Once her own family survives and Emily discovers her parent's secret, she does nothing with the information outside of saving her own boyfriend. That's the point the reader fully realizes that the whole apocalypse serves as a backdrop to her family struggles rather than being the truth of her heroism. She sits on the information and justifies her parents' role in killing millions of people because they are academics and we, the readers, are taught that DC academic elitists are untouchable because that's just their job and they, like most DC academic elitists, share no culpability for their stupid mistakes or attempts to hide their stupid mistakes. It's their job not to question the ethics of their work as they live high on the hog with tax payer money. Emily doesn't even stop the war that the US wages blaming another country for their deeds and in the month that passes as she waits for the truth to come out some other way, thousands die in battles and the US decimates another country.
Another theme running through the book is the acceptance of drug use, which the author does make very believable. Once upon a time, English Ladies of the British Empire turned to opium to dull the guilt they felt at making beautiful dresses out of slave-grown cotton and the guilt of living off the excesses afforded them via the slave trade in the West Indies. The author makes it very believable that the DC elitists of this book certainly need the same guilt-alleviation in order to live as they do and someone must provide that for them.

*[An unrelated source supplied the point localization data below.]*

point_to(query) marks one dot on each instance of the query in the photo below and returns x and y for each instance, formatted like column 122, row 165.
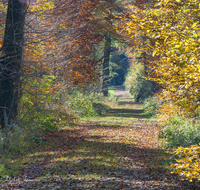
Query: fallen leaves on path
column 118, row 153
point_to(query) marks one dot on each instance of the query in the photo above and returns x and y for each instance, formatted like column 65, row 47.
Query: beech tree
column 10, row 60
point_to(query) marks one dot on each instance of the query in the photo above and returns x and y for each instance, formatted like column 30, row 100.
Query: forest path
column 116, row 151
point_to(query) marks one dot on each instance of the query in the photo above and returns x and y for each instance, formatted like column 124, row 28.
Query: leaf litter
column 114, row 152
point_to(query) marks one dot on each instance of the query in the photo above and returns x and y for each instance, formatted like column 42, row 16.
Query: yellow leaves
column 40, row 6
column 188, row 164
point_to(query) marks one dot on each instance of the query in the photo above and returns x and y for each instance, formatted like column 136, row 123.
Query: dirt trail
column 116, row 151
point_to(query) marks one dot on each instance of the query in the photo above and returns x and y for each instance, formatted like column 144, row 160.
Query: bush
column 82, row 103
column 11, row 139
column 188, row 163
column 178, row 132
column 138, row 86
column 152, row 105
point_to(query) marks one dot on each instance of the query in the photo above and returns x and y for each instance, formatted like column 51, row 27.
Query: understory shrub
column 82, row 103
column 152, row 105
column 137, row 85
column 187, row 164
column 179, row 132
column 11, row 139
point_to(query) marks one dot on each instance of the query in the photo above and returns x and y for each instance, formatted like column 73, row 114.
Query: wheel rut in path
column 114, row 151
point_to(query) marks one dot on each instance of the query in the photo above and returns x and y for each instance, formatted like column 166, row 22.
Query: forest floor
column 119, row 150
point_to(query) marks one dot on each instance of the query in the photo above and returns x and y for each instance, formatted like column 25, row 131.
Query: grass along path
column 116, row 151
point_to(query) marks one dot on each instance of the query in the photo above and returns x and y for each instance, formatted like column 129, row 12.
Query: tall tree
column 11, row 59
column 106, row 77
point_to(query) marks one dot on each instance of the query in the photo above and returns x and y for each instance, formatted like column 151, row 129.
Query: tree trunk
column 106, row 65
column 11, row 59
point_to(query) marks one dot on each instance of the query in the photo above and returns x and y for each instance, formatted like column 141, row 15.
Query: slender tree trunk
column 106, row 65
column 11, row 59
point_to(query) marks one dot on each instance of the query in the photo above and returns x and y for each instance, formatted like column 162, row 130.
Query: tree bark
column 106, row 78
column 11, row 59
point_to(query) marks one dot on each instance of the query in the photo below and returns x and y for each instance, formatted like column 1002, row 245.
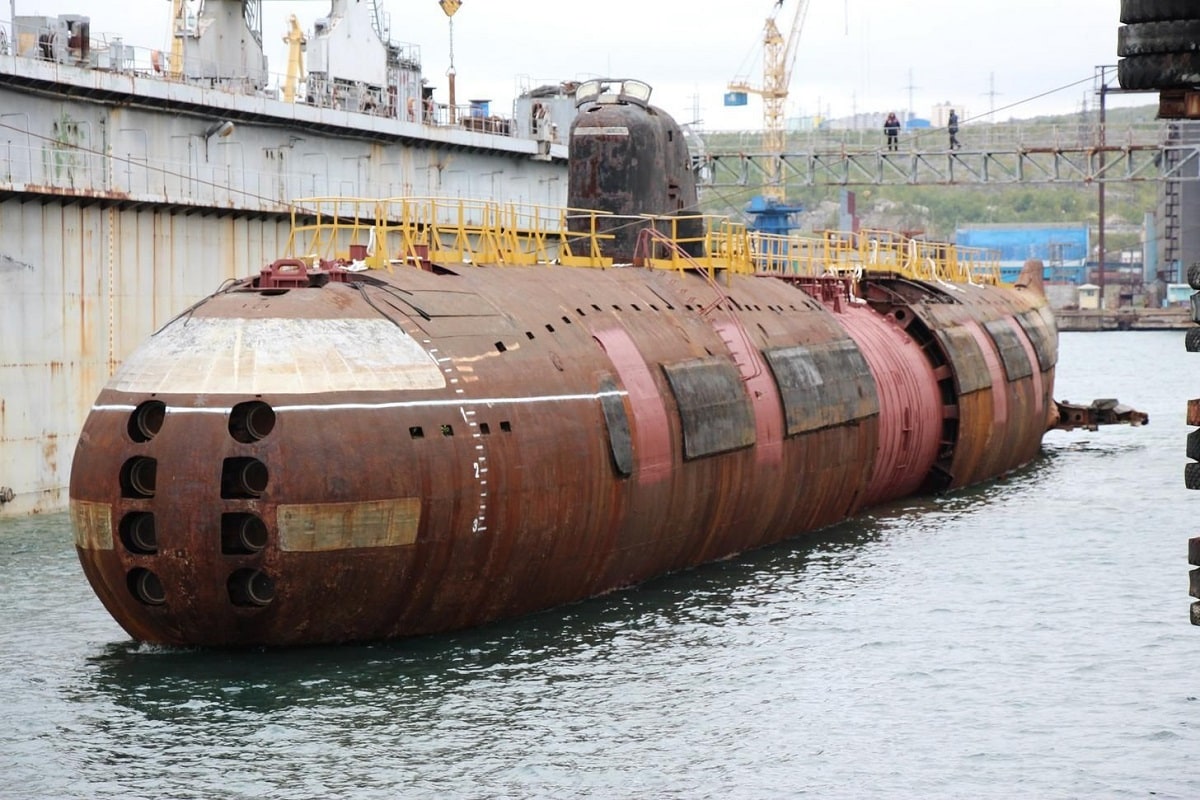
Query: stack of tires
column 1159, row 49
column 1159, row 44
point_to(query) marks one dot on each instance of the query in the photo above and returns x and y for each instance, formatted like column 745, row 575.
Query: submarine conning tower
column 629, row 160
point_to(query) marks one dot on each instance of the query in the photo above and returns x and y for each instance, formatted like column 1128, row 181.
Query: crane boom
column 778, row 58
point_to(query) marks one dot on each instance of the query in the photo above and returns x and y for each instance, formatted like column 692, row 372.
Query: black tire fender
column 1149, row 11
column 1192, row 342
column 1192, row 475
column 1157, row 71
column 1194, row 445
column 1180, row 36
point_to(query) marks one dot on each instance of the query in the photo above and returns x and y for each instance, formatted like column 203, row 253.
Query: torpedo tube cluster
column 324, row 452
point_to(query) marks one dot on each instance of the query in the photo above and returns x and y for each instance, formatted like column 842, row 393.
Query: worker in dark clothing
column 892, row 131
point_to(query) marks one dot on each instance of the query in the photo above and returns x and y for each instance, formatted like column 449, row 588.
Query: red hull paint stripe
column 652, row 428
column 378, row 407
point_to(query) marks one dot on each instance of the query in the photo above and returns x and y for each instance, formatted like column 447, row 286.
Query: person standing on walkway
column 892, row 131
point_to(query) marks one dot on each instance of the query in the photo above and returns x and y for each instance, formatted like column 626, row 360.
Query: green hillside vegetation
column 939, row 210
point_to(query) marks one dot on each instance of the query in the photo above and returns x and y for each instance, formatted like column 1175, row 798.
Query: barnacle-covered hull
column 367, row 455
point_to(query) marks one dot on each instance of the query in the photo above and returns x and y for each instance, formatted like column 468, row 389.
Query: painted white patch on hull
column 204, row 355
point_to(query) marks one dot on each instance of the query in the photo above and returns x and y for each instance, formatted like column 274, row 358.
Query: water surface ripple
column 1027, row 638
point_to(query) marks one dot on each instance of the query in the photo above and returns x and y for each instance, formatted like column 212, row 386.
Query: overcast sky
column 1020, row 58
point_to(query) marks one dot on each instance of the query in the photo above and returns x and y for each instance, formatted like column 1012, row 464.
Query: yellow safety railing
column 399, row 232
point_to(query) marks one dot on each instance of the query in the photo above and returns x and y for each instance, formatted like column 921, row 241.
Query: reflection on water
column 1023, row 638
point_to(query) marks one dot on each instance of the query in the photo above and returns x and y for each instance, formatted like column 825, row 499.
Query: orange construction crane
column 778, row 56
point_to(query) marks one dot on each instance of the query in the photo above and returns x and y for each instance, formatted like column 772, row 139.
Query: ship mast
column 450, row 7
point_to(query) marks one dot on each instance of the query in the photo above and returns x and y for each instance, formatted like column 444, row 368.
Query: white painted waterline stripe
column 369, row 407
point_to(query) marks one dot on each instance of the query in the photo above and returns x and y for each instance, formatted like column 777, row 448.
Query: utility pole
column 991, row 96
column 910, row 88
column 1099, row 244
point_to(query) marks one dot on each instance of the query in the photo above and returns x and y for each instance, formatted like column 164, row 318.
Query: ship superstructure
column 425, row 416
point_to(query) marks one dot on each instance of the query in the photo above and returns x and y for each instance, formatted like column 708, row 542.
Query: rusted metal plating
column 328, row 455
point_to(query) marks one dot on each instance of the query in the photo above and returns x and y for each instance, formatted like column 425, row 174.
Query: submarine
column 432, row 415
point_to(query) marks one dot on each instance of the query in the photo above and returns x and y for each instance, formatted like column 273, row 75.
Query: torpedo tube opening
column 147, row 421
column 251, row 421
column 138, row 533
column 139, row 476
column 251, row 588
column 243, row 479
column 243, row 534
column 147, row 588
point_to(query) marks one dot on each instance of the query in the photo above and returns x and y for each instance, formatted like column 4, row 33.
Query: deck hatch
column 616, row 420
column 713, row 404
column 1044, row 341
column 966, row 359
column 1012, row 352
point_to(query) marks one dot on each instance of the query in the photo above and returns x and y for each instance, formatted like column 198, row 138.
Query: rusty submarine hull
column 471, row 416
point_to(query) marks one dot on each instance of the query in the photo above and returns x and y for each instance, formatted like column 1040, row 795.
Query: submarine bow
column 448, row 423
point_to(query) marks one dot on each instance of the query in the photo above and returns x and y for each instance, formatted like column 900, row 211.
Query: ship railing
column 397, row 232
column 393, row 232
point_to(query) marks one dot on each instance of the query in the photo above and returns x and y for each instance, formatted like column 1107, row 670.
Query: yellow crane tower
column 295, row 41
column 778, row 56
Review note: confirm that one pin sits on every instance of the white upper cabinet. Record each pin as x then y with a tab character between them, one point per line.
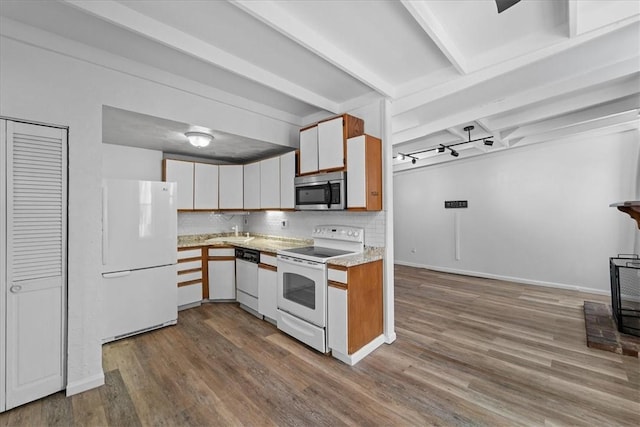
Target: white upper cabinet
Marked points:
287	175
205	178
323	146
331	144
252	186
309	150
182	173
231	186
270	183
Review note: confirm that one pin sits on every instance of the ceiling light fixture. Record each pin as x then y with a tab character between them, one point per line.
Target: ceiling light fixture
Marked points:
486	140
198	139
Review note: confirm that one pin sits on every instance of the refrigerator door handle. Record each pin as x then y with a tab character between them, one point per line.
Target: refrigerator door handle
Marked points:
105	226
116	274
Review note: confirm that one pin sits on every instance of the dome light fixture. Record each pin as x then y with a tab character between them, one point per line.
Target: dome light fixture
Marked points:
199	139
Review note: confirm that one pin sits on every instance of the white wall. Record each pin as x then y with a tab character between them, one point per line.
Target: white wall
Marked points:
537	214
120	162
41	85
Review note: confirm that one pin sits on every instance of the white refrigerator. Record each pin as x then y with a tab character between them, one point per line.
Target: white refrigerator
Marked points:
139	256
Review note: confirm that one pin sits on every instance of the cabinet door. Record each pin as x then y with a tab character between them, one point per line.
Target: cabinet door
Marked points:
36	217
230	195
222	280
270	183
356	181
309	150
267	293
252	186
205	195
182	173
337	327
331	144
287	175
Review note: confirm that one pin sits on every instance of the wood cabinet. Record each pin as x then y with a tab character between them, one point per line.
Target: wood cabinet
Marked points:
221	274
251	186
231	183
355	308
323	146
364	168
267	286
270	183
205	183
287	176
180	172
189	277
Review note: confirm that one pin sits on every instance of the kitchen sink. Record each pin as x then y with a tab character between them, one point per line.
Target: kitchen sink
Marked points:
230	239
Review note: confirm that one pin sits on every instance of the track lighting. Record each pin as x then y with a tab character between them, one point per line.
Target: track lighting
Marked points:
487	140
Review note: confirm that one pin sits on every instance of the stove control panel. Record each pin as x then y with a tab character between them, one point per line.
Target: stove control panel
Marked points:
338	232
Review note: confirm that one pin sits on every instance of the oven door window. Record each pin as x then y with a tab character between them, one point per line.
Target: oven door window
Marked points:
299	289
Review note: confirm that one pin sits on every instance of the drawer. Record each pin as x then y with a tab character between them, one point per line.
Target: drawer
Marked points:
222	252
339	276
190	253
189	265
196	275
267	258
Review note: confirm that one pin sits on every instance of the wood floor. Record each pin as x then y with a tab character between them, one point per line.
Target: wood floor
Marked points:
469	351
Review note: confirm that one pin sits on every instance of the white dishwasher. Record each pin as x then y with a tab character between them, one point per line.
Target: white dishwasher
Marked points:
247	261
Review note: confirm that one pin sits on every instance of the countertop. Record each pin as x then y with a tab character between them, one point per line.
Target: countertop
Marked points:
266	243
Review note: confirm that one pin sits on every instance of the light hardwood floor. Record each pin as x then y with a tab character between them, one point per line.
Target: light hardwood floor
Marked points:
469	351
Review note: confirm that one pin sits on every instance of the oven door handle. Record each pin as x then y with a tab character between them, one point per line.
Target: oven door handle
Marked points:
299	262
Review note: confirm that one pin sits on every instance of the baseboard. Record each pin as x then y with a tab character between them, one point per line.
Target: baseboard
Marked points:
506	278
85	384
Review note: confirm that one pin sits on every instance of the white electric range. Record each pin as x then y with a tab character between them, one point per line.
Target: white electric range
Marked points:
302	282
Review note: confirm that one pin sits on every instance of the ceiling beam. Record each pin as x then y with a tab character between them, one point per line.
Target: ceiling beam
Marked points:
276	17
629	117
122	16
630	103
411	97
522	99
422	13
572	15
563	105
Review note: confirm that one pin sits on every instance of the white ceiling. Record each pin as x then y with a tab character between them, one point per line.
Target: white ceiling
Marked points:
539	71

The drug dealers are made out to be the heroes of the tyrant class, providing a balm to their first world problems.
In the end, Emily Bird embarks on a tour of Europe, a tour paid for entirely by her parents' blood-ridden bank accounts. She celebrates the fact that a few politicians were going to be blamed, a few more (also responsible for the Pandemic) were going to take their place, and her parents were going to continue to do more research and continue to get paid by what's left of the US taxpayers. Throughout the book, the author plays with the idea that Emily is switching her name to Bird so that she can rise above the clutches of her mother, but I would argue that the real transformation is that Emily grows into a Hawk, fully acclimated to the community that raises her and ready to fly as they fly, swoop as they swoop, and prey as they prey.